Since Supergirl was first announced in development at CBS, both fans and industry insiders have questioned whether the major network famous for its crime dramas was the right fit for the show. Previously, CBS Entertainment chairman Nina Tassler defended the pickup, telling EW, “For our network right now, what we did respond to was the character’s humanity, the other characters in the show as well – the story trajectory and the character’s arc and growth. These are all things that made her just imminently relatable, and made the story exciting.”

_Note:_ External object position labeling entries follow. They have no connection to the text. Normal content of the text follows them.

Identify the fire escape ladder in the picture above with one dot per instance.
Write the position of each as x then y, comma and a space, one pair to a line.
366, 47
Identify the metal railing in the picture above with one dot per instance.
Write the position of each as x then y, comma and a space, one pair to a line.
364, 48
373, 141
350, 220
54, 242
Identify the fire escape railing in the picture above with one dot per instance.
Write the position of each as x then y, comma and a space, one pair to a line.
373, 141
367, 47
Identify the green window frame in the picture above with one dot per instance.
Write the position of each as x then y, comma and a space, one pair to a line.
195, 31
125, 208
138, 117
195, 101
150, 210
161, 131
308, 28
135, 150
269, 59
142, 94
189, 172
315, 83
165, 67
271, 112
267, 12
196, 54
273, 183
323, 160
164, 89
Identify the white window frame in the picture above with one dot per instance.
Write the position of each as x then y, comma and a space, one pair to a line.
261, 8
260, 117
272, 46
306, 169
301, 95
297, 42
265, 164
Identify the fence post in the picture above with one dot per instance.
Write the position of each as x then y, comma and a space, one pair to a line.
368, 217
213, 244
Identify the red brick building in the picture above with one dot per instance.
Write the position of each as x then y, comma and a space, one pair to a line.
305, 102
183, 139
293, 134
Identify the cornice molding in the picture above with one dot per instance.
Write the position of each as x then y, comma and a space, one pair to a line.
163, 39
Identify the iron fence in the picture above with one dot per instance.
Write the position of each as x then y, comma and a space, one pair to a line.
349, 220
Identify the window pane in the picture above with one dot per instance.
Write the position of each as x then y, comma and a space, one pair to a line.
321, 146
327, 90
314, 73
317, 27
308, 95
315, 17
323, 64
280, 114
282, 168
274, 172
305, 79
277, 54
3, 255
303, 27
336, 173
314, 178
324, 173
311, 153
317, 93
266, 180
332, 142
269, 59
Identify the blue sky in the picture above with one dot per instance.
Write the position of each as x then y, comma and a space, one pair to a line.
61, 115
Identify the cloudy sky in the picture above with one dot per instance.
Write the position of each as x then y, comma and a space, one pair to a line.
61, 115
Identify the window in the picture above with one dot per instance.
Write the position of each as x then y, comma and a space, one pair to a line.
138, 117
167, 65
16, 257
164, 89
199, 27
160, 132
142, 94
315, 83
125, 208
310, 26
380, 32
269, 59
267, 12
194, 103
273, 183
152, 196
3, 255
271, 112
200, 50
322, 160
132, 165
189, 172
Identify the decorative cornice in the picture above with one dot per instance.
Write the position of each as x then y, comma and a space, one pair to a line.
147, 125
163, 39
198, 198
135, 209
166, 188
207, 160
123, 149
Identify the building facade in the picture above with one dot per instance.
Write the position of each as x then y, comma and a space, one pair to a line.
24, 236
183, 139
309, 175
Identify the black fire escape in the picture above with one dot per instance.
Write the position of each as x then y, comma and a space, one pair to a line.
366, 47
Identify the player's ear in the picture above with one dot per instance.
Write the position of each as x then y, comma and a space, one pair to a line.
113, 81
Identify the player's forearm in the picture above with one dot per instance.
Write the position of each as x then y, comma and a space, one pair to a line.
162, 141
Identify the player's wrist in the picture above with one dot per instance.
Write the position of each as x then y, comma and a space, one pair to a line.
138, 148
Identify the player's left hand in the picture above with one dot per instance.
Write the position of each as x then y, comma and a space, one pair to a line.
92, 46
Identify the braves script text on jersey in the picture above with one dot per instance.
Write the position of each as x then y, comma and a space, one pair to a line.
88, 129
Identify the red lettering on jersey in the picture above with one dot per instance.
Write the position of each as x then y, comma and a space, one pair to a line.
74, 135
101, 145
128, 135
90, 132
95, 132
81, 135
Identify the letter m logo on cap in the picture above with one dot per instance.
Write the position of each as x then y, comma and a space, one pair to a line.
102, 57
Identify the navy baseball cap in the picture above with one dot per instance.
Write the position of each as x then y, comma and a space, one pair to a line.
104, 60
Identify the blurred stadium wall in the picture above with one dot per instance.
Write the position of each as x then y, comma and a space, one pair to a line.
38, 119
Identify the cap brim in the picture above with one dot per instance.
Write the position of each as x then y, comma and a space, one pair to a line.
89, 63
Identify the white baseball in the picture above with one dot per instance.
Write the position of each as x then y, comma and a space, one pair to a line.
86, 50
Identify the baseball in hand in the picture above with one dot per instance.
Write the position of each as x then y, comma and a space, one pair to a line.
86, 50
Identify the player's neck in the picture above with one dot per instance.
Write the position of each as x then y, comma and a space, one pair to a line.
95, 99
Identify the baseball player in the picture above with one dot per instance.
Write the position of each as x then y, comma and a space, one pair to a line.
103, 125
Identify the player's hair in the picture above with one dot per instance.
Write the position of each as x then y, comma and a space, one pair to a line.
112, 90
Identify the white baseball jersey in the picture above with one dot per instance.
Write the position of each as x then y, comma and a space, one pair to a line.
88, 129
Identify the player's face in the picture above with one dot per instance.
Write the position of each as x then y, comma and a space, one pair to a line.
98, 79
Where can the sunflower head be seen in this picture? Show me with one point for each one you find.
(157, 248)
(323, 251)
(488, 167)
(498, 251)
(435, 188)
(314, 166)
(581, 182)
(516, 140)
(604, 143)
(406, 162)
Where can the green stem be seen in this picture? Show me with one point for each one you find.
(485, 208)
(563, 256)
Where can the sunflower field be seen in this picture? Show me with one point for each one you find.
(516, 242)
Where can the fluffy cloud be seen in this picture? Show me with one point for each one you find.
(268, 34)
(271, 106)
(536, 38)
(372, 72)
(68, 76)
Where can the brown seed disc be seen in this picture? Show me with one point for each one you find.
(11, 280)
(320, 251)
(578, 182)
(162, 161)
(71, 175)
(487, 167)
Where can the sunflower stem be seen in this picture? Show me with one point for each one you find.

The series debuted in October to 13 million viewers and a 3.1 in the 18-49 demographic, but subsequently dropped to around 6.11 million and a 1.3 by its season finale in the next-day ratings. Currently, including DVR playback, the show’s season has averaged around 9.8 million viewers and a 2.4 in the demo, ranking in the bottom half of CBS’ programming in total viewers and 8th in the demo. Still, if the show’s audience remained close to the same, the numbers would be a boom for The CW. The network’s highest rated show, The Flash, has been averaging around 5.7 million viewers factoring in DVR.
Reports also have it that the series will move production from Los Angeles to Vancouver, where those other shows also film, but The CW would not confirm. The move could also bring more cross-over opportunities between Berlanti-verse brands, such as when The Flash joined Supergirl earlier this year.
The show’s budget is likely to be impacted. The Supergirl pilot cost a reported $14 million and the per-episode cost is reportedly around $3 million. As Berlanti once told EW: “The other thing I would say was incredibly hard, was just trying to do something of this scope and size, and, quite truthfully, in Los Angeles. It’s an expensive city to shoot in. These things don’t come cheap, and we didn’t want to do it if we couldn’t give it the scope that it really deserves.”
That means Supergirl 2.0 will likely be a more frugal production. Shooting in Vancouver instead of Los Angeles should alone bring some of the cost down, but it remains to be seen whether fans will be able to ascertain any production value difference on screen.